# Given cell edge lengths and dihedral angles, calculate lattice vectors?

I am given a list of edges: [a, b, c] and dihedral angles: [alpha, beta, gamma]. Can we determine the lattice vector directions of this unit cell?

e.g Edge lengths: [5.25953209086, 6.08183093896, 6.17370692269] angles: [119.50892382300002, 107.841528116, 89.9999968787].

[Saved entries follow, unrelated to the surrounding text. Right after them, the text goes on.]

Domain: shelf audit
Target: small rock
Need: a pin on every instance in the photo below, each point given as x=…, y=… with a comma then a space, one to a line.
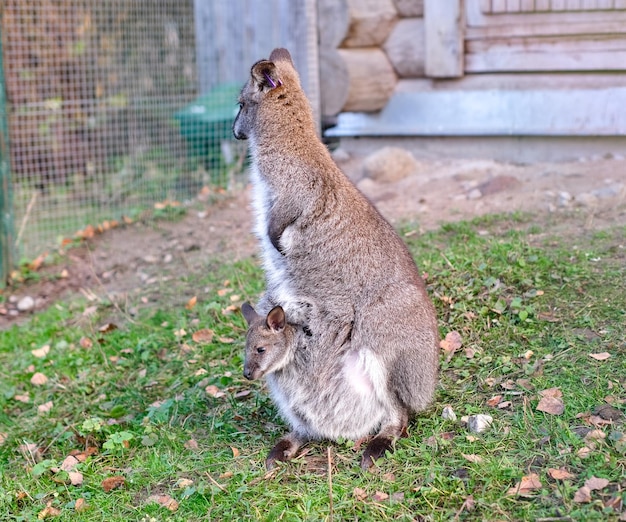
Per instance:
x=479, y=423
x=448, y=414
x=608, y=412
x=340, y=155
x=26, y=304
x=390, y=164
x=585, y=200
x=474, y=194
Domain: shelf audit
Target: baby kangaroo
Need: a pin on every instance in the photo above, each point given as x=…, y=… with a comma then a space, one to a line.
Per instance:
x=320, y=397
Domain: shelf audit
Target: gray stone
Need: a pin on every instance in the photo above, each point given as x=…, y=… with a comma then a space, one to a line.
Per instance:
x=390, y=164
x=26, y=304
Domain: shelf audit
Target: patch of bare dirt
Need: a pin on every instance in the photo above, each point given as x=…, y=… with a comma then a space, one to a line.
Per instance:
x=123, y=261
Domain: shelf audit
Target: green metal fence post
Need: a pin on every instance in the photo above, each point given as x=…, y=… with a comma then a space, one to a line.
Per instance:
x=7, y=234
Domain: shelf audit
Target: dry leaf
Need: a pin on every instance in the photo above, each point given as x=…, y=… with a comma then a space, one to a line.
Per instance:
x=582, y=495
x=164, y=500
x=494, y=401
x=41, y=352
x=551, y=402
x=80, y=505
x=476, y=459
x=451, y=344
x=379, y=496
x=527, y=486
x=203, y=336
x=594, y=483
x=600, y=356
x=76, y=478
x=107, y=327
x=560, y=474
x=111, y=483
x=359, y=494
x=184, y=483
x=38, y=379
x=192, y=444
x=48, y=512
x=214, y=391
x=45, y=407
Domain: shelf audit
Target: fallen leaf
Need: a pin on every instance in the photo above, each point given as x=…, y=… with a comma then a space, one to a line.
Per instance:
x=111, y=483
x=214, y=391
x=107, y=327
x=594, y=483
x=379, y=496
x=203, y=336
x=494, y=401
x=80, y=505
x=476, y=459
x=551, y=401
x=45, y=407
x=584, y=452
x=582, y=495
x=38, y=379
x=192, y=444
x=184, y=483
x=76, y=478
x=560, y=474
x=600, y=356
x=451, y=344
x=48, y=512
x=359, y=494
x=41, y=352
x=164, y=500
x=527, y=486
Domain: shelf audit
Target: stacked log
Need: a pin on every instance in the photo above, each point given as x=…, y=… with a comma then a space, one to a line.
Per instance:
x=365, y=47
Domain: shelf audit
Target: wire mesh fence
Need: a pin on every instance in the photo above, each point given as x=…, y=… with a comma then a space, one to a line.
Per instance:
x=114, y=105
x=96, y=94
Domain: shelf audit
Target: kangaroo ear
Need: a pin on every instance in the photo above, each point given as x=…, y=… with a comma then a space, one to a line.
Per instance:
x=249, y=313
x=281, y=54
x=276, y=319
x=265, y=75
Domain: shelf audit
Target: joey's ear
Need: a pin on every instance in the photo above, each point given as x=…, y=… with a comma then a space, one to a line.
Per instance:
x=276, y=319
x=249, y=313
x=265, y=75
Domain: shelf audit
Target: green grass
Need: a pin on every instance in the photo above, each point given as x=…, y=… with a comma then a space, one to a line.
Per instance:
x=137, y=395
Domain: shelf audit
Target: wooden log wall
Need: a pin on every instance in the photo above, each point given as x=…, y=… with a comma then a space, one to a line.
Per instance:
x=365, y=47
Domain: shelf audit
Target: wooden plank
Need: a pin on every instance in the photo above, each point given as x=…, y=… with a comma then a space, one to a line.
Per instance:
x=513, y=6
x=498, y=6
x=7, y=232
x=554, y=44
x=443, y=22
x=493, y=113
x=548, y=29
x=540, y=61
x=554, y=18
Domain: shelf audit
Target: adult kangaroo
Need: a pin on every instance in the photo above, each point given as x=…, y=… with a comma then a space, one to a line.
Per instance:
x=332, y=262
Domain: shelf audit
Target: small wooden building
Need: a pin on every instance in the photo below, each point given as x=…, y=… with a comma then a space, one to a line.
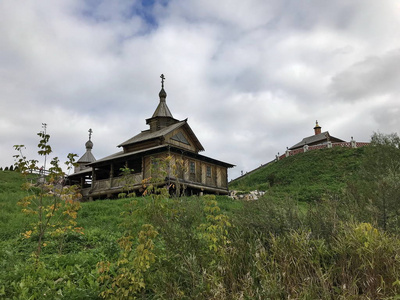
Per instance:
x=318, y=138
x=169, y=144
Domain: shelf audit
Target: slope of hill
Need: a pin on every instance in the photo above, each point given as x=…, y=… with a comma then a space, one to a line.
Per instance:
x=307, y=175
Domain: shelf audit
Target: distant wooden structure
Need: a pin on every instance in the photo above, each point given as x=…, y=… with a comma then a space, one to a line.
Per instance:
x=166, y=139
x=318, y=138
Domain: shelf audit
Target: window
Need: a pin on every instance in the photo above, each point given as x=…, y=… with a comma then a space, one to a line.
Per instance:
x=208, y=171
x=192, y=167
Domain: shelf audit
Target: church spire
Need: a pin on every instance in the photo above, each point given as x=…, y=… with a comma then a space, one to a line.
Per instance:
x=162, y=93
x=162, y=109
x=162, y=116
x=317, y=128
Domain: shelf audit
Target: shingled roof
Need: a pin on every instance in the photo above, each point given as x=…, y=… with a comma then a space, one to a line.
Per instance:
x=149, y=135
x=318, y=138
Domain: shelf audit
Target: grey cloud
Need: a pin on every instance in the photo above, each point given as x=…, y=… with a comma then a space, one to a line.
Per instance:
x=374, y=76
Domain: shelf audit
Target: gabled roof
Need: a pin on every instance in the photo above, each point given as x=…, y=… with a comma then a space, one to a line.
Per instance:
x=148, y=135
x=321, y=137
x=122, y=155
x=162, y=109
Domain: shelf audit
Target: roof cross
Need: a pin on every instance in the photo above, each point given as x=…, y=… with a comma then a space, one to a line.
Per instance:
x=162, y=80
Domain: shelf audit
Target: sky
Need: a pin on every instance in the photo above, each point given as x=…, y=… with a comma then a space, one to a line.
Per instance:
x=252, y=77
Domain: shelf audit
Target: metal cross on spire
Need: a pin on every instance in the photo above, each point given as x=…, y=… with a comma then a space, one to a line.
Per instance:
x=162, y=80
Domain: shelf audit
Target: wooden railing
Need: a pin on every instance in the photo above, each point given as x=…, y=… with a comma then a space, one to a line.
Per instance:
x=116, y=182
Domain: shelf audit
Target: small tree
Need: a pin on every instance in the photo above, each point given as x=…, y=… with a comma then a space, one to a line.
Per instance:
x=378, y=190
x=54, y=205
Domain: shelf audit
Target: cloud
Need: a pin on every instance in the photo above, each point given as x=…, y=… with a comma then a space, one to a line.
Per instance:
x=376, y=75
x=252, y=77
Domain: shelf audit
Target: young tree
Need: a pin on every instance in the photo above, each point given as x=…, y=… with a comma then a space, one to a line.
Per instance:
x=54, y=204
x=379, y=187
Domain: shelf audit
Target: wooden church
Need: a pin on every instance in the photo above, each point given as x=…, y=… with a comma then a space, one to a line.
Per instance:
x=169, y=144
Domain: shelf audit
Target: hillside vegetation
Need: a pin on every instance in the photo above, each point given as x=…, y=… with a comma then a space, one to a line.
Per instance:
x=307, y=176
x=327, y=228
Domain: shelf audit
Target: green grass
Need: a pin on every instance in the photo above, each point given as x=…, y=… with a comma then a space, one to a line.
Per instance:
x=305, y=239
x=307, y=176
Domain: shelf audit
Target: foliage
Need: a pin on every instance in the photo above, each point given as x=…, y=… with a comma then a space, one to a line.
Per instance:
x=377, y=188
x=161, y=247
x=307, y=176
x=54, y=205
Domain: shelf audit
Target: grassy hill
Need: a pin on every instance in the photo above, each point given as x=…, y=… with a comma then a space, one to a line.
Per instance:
x=306, y=176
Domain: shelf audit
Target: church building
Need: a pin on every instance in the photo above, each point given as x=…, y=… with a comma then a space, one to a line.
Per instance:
x=168, y=144
x=319, y=138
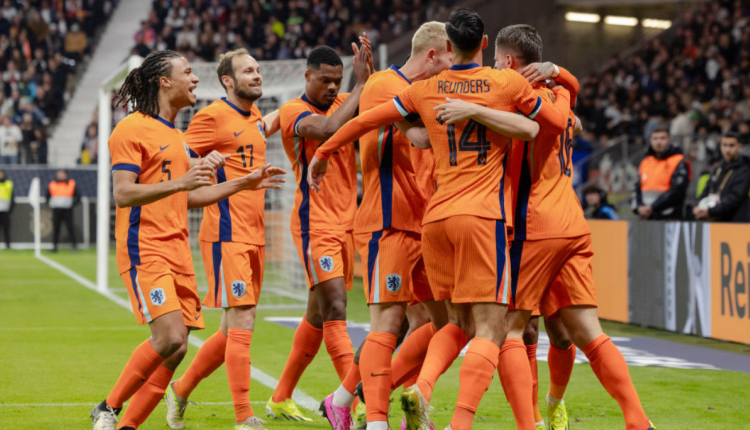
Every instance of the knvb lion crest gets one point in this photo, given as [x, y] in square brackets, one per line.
[157, 296]
[326, 263]
[238, 289]
[393, 282]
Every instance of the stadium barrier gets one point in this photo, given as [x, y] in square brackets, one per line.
[686, 277]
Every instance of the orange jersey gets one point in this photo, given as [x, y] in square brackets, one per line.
[391, 196]
[469, 158]
[225, 128]
[156, 151]
[545, 206]
[334, 207]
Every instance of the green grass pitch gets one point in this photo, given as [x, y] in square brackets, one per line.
[63, 346]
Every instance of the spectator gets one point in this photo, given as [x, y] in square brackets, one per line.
[664, 176]
[597, 205]
[10, 141]
[7, 202]
[726, 194]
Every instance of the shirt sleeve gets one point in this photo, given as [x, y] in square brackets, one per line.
[125, 150]
[290, 115]
[384, 114]
[200, 136]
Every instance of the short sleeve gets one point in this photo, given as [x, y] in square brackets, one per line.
[125, 150]
[200, 136]
[524, 97]
[290, 115]
[406, 102]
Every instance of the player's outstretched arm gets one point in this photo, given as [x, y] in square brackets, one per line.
[536, 72]
[384, 114]
[506, 123]
[128, 193]
[265, 177]
[272, 123]
[321, 127]
[415, 132]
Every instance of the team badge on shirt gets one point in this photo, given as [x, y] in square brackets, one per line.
[393, 282]
[326, 263]
[238, 289]
[157, 296]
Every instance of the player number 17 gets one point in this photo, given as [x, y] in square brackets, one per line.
[241, 151]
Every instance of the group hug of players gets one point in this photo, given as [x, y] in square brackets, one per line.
[469, 228]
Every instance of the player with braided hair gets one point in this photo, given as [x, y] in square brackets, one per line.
[153, 186]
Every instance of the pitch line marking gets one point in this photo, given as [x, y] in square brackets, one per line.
[299, 396]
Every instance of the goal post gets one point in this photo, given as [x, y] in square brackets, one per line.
[284, 283]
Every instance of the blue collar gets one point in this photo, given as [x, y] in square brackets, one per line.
[464, 66]
[241, 112]
[397, 70]
[165, 122]
[313, 104]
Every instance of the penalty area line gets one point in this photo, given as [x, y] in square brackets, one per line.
[299, 396]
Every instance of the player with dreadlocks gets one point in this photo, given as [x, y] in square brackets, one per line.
[153, 186]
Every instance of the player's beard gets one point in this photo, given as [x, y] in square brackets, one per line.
[246, 94]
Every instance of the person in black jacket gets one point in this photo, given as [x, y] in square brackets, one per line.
[663, 179]
[597, 205]
[725, 197]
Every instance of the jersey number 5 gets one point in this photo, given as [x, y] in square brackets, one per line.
[480, 146]
[566, 146]
[241, 151]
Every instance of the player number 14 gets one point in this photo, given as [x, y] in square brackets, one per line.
[241, 151]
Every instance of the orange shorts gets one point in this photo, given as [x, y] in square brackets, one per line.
[235, 273]
[394, 269]
[550, 274]
[155, 289]
[326, 255]
[467, 259]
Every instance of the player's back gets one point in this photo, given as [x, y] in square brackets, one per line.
[469, 157]
[391, 193]
[224, 127]
[334, 207]
[155, 150]
[545, 205]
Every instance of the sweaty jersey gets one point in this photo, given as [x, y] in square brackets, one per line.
[392, 195]
[225, 128]
[334, 207]
[545, 206]
[469, 157]
[156, 151]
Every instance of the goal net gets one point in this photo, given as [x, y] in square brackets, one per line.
[284, 284]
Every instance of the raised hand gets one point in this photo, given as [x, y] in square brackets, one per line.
[200, 175]
[454, 111]
[316, 172]
[265, 177]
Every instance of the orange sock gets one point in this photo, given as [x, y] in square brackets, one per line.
[352, 378]
[531, 353]
[442, 352]
[515, 375]
[147, 398]
[410, 355]
[375, 362]
[237, 359]
[209, 357]
[305, 346]
[560, 364]
[477, 370]
[339, 346]
[610, 367]
[143, 362]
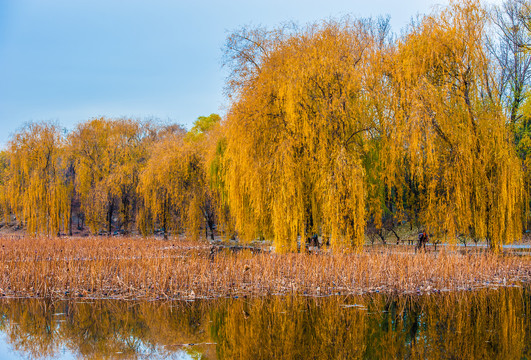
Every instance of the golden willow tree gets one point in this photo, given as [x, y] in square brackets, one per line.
[448, 133]
[301, 123]
[173, 189]
[333, 127]
[36, 189]
[108, 156]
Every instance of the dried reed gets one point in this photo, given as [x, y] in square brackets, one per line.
[130, 268]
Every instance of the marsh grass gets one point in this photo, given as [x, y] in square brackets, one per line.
[134, 268]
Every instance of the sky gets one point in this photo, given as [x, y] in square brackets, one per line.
[69, 61]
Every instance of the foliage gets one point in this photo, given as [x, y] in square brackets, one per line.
[34, 181]
[336, 130]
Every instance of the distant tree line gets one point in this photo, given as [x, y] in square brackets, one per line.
[334, 129]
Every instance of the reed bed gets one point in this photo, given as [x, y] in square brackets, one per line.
[131, 268]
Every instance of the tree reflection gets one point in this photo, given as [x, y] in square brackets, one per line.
[463, 325]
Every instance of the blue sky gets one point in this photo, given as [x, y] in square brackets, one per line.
[71, 60]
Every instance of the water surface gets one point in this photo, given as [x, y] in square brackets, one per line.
[481, 324]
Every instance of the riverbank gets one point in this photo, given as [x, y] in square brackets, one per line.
[150, 269]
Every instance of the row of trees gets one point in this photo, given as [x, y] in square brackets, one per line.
[333, 128]
[110, 175]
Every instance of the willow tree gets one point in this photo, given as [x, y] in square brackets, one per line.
[449, 130]
[108, 155]
[297, 132]
[172, 187]
[36, 188]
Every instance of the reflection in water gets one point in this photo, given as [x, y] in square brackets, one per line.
[466, 325]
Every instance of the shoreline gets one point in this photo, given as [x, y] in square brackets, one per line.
[147, 269]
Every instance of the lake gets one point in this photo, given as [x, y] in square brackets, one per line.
[482, 324]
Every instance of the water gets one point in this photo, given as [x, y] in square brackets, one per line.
[484, 324]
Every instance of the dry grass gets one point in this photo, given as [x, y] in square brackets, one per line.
[177, 269]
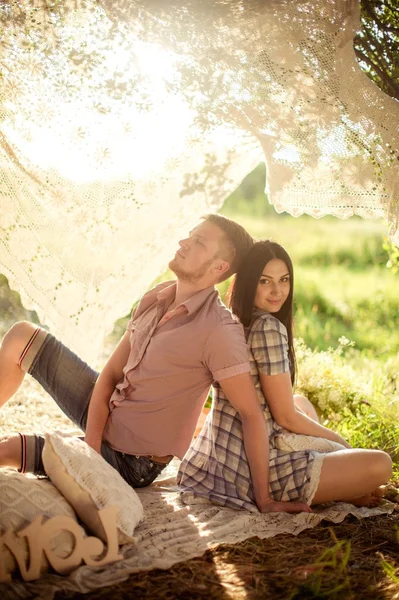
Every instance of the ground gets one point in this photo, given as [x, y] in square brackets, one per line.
[352, 560]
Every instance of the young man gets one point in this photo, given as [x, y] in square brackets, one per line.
[143, 407]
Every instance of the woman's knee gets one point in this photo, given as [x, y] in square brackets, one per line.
[16, 339]
[381, 464]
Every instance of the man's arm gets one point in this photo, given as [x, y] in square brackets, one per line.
[240, 392]
[278, 393]
[102, 392]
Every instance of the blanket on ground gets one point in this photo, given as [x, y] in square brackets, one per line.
[173, 532]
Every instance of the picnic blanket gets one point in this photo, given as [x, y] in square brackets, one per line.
[173, 532]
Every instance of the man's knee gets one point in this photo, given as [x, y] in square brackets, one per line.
[16, 339]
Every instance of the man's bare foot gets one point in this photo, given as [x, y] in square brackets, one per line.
[370, 500]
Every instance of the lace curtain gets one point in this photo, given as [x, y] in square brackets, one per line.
[122, 122]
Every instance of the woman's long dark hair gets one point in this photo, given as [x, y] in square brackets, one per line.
[243, 292]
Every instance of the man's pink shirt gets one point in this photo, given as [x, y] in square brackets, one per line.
[172, 363]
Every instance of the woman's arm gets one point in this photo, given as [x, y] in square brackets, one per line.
[102, 392]
[277, 390]
[240, 392]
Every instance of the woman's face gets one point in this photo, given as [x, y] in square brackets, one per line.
[273, 286]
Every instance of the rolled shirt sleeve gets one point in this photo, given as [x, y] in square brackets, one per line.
[226, 353]
[269, 345]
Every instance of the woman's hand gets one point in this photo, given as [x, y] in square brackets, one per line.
[270, 505]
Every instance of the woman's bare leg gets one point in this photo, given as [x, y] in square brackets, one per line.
[352, 475]
[306, 406]
[11, 374]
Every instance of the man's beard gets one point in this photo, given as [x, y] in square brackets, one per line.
[189, 277]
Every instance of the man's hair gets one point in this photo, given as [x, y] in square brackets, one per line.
[236, 242]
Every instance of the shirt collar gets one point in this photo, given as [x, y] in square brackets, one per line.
[168, 294]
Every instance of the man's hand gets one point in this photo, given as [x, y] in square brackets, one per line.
[270, 505]
[93, 442]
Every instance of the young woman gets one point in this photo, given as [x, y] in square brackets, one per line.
[308, 462]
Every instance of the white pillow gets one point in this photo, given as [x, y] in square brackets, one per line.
[23, 498]
[89, 484]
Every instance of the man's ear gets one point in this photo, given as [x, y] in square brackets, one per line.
[221, 267]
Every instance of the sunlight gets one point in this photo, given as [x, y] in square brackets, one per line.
[131, 135]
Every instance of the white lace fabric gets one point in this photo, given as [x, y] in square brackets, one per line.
[122, 122]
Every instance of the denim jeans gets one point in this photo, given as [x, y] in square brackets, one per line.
[70, 381]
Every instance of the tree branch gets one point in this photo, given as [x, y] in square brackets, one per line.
[390, 87]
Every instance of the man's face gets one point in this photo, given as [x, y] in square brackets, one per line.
[197, 256]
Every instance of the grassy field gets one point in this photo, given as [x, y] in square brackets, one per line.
[347, 313]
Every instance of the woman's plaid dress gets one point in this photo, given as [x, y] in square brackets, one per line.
[215, 467]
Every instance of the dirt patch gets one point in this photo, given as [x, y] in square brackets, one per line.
[352, 560]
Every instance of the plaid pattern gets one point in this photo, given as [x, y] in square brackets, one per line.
[215, 467]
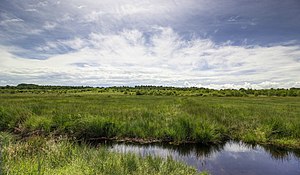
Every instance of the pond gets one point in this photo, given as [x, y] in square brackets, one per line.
[231, 158]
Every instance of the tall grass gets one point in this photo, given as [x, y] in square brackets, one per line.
[266, 120]
[41, 155]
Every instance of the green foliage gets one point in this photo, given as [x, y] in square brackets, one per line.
[166, 118]
[40, 155]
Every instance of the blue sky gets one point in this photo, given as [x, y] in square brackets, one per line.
[215, 44]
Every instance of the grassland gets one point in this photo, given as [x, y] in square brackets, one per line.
[42, 155]
[89, 116]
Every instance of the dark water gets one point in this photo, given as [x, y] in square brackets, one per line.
[231, 158]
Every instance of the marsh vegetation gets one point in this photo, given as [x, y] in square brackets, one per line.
[39, 119]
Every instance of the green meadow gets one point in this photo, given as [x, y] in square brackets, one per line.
[39, 131]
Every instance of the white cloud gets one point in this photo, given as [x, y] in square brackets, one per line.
[49, 25]
[130, 57]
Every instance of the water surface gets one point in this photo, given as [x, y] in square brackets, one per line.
[231, 158]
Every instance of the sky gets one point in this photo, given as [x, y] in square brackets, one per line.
[201, 43]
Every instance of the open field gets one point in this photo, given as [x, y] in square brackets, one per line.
[38, 121]
[265, 120]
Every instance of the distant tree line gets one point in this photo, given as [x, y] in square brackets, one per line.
[151, 90]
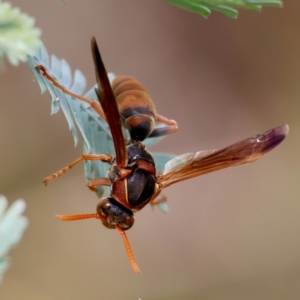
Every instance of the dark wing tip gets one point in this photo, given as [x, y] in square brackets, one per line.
[273, 137]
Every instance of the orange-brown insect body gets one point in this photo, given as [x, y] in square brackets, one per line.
[135, 106]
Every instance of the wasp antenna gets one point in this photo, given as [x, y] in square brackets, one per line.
[129, 251]
[77, 217]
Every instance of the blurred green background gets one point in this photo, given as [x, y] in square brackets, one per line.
[233, 234]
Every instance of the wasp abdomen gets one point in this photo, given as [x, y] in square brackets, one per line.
[135, 106]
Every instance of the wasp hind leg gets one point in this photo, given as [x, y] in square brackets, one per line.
[92, 184]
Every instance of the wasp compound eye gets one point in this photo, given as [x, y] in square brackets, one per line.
[115, 213]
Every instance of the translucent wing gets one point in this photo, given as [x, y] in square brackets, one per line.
[190, 165]
[95, 132]
[109, 105]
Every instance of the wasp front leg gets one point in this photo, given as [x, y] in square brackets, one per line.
[103, 157]
[160, 131]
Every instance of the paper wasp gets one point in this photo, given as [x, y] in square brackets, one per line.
[132, 175]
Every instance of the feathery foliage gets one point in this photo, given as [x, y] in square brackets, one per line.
[94, 130]
[18, 36]
[12, 226]
[227, 7]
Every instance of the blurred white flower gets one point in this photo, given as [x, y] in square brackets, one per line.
[18, 36]
[12, 226]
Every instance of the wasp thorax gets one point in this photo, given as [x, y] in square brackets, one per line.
[140, 126]
[115, 213]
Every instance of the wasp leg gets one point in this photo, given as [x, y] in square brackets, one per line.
[103, 157]
[94, 104]
[173, 127]
[92, 184]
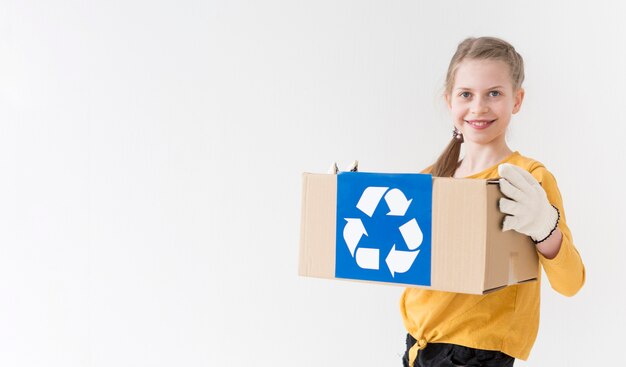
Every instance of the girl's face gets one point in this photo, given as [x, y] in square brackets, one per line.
[482, 100]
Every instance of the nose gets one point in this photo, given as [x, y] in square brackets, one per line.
[479, 106]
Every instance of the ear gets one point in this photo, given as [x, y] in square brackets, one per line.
[519, 98]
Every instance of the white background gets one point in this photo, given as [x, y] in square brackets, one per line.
[151, 153]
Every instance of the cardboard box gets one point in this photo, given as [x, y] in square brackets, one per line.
[411, 230]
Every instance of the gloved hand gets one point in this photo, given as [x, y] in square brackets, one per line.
[333, 168]
[529, 211]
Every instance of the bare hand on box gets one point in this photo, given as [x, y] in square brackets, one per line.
[333, 168]
[529, 211]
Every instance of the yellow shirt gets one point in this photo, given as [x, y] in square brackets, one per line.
[508, 319]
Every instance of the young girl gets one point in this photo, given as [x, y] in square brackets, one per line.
[483, 90]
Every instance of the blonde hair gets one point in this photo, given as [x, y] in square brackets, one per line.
[482, 48]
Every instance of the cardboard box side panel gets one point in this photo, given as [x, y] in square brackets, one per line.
[318, 223]
[458, 248]
[511, 256]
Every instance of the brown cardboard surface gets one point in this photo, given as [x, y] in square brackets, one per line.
[470, 253]
[458, 235]
[317, 236]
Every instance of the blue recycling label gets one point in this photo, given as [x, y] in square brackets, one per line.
[384, 227]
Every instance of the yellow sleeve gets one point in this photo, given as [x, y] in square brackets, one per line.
[566, 271]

I used cell = Cell.fromcellpar([5.25953209086, 6.08183093896, 6.17370692269, 119.50892382300002, 107.841528116, 89.9999968787]). Such that it gave me the bravaise lattice as

print(cell.get_bravais_lattice())

> TRI(a=6.08183, b=5.25953, c=6.17371, alpha=107.842, beta=119.509,
> gamma=90)


How to find the directions of this unit cell? For example, if this unit cell has an atom positioned at pos_atom = [0.3, 2.3, 1.8] then I may find the translated atom in the adjacent unit cell by travelling unit_cell length in some unit vector direction.

• +1 and thanks for contributing this question! You had 'angels' instead of 'angles' in your title and some awkward spacing, which I fixed in my edit, but I would appreciate it if you could proofread your question since we would like our site to have good overall presentation. Feb 11 at 15:48
• @NikeDattani Thanks for the fixes, I'll note this for my future questions. Feb 11 at 15:49

The data you presented ARE the cell parameters: a, b, c and $$\alpha$$, $$\beta$$ and $$\gamma$$ . They are not called "edge lengths" neither "dihedral angles".
Also, you don't need to change your lattice to the Bravais one. If you want the position of an atom in (any of) the adjacent cell, the translation vector will be: $$\vec{T}=u_1\vec{a}+u_2\vec{b}+u_3\vec{c}\tag{1}$$ where $$u_1$$, $$u_2$$ and $$u_3$$ are integers. The final position of the atoms ($$\vec{r}'$$) will be: $$\tag{2}\vec{r}'=\vec{r}+\vec{T}$$ with $$\vec{r}$$ being the initial coordinate.
Also, the directions are set using the Miller indices $$h$$, $$k$$, and $$l$$.
• Are the integers, $u_1$, $u_2$ and $u_3$ connected with miller indices? Feb 13 at 9:56
• No. The integers $u_1$, $u_2$, and $u_3$ are just how may times would you like to repeat the cell in the $x$, $y$, and $z$ directions to create supercells.